Step 1. Download MATLAB App/DataCleaningTool.mlappinstall.
Step 2. Add the app installer file "DataCleaningTool.mlappinstall" to the current working folder in MATLAB.
Step 3. Double-click "DataCleaningTool.mlappinstall".
Step 4. A dialog box is opened. Click 'Install'.
Step 5. Once installed, the app is added to the MATLAB Toolstrip. Locate the installed app and select 'Add to favorites'.
Step 6. Click the app icon to run the program.
Functions.
Step 1. Download all the *.m files from DataCleaningTool/Functions. The folder contains a main file and ten dependent files.
Step 2. Add all the *.m files to the current working folder in MATLAB.
Step 3. Run "DataCleaningTool.m".
To access the complete reference documentation with the exemplary dataset demodata.csv, refer to UserManual.pdf.
DataCleaningTool is a data cleaning application which consists of multiple widgets and buttons. Each widget illustrates its corresponding data cleaning mechanism and each button aims to deal with a specific data problem.
A simple example is demonstrated on the Imputation widget using the example dataset demodata_clean.csv. The Imputation widget displays information about missing data and the expected error of imputation for numerical and categorical features. The properties of the Imputation widget are as follows.
-
The widgets shows statistics about missing data such as percentage of missing data, expected error of imputation for numerical and categorical features. The performance analysis results of the missForest method is used to predict the expected error of imputation for numerical and categorical features for the specific ratio of data and percentage of missing data.
-
The widget also presents the missing observations percentage table and the missingness plot.
-
The
Delete Feature button
is used to delete a feature from data. This drops a feature which contains a large number of missing values. -
The
Impute button
is used to replace missing observations by estimated ones using missForest algorithm. If datetime observations are missing, a message stating that datetime imputation is not possible appears in red color in the lower side of the Imputation widget. -
The information of the missing data in the widget gets updated after each activity.
Drop feature with large number of missing observations.
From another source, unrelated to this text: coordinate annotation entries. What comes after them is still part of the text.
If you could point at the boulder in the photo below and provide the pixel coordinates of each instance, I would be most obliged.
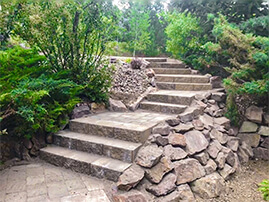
(162, 129)
(216, 135)
(117, 105)
(130, 177)
(166, 186)
(264, 131)
(210, 186)
(248, 127)
(177, 139)
(130, 196)
(188, 170)
(210, 167)
(252, 139)
(254, 114)
(174, 153)
(181, 128)
(155, 174)
(214, 148)
(196, 142)
(149, 156)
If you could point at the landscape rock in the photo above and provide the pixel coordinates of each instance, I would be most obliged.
(166, 186)
(188, 170)
(214, 148)
(210, 167)
(117, 105)
(181, 128)
(162, 129)
(264, 131)
(226, 171)
(248, 127)
(221, 137)
(196, 142)
(252, 139)
(149, 156)
(254, 114)
(155, 174)
(177, 139)
(130, 177)
(131, 196)
(209, 186)
(174, 153)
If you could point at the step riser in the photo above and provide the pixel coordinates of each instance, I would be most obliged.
(170, 99)
(94, 148)
(104, 131)
(182, 79)
(183, 87)
(162, 109)
(79, 166)
(171, 71)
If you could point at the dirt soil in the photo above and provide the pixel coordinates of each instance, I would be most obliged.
(243, 186)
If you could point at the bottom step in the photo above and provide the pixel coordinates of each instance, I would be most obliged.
(90, 164)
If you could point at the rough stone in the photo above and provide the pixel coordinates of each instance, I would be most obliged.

In the example dataset, 'Longitude' has a large number of missing values. We use Delete Feature button
to delete 'Longitude' feature.
Step 1. Select a feature from Feature column of missing observations percentage table. Click Delete Feature button
.
Step 2. Delete Feature button
in use turns grey in color and returns back to its original color once the task is completed. Check that the selected feature is deleted.
Illustrate and impute missing observations.
We use Impute button
to impute missing values in the example data using missForest method.
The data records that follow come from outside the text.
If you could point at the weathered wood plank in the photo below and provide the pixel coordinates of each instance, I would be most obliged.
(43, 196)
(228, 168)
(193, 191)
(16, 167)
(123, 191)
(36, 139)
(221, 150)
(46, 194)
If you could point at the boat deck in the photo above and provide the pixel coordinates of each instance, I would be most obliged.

Step 1. Click Impute button
.
Step 2. Impute button
in use turns grey in color and returns back to its original color once it completes its task. Check that the missing observations are imputed.
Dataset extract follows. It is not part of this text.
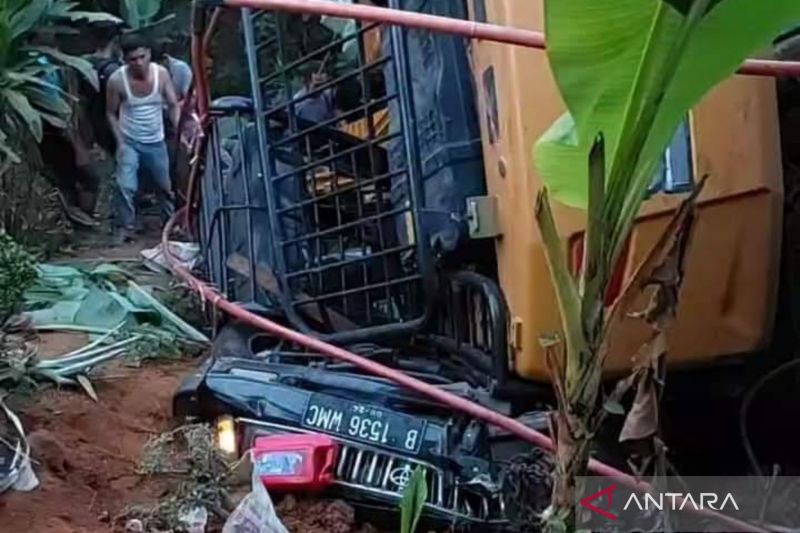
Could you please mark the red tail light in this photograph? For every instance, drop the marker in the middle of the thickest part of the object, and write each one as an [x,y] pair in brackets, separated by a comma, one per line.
[295,462]
[617,277]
To contribute fixes, feature modifications or enhancements, a pull request can be created in the Pull requests tab of the project GitHub repository. When contributing to the software, the folowing should be included.
-
Description of the change;
-
Check that all tests pass;
-
Include new tests to report the change.
Any feature request or issue can be submitted to the the Issues tab of the project GitHub repository. When reporting issues with the software, the folowing should be included.
-
Description of the problem;
-
Error message;
-
MATLAB version and Operating System.
If any support needed, the author can be contacted by e-mail [email protected].
Step 1. Download Standalone Desktop App/for_testing.zip and unzip it to a preferred location.
Step 2. Run "DataCleaningTool.exe" for testing.
DataCleaningTool is released under the LICENSE GNU General Public License v3.0.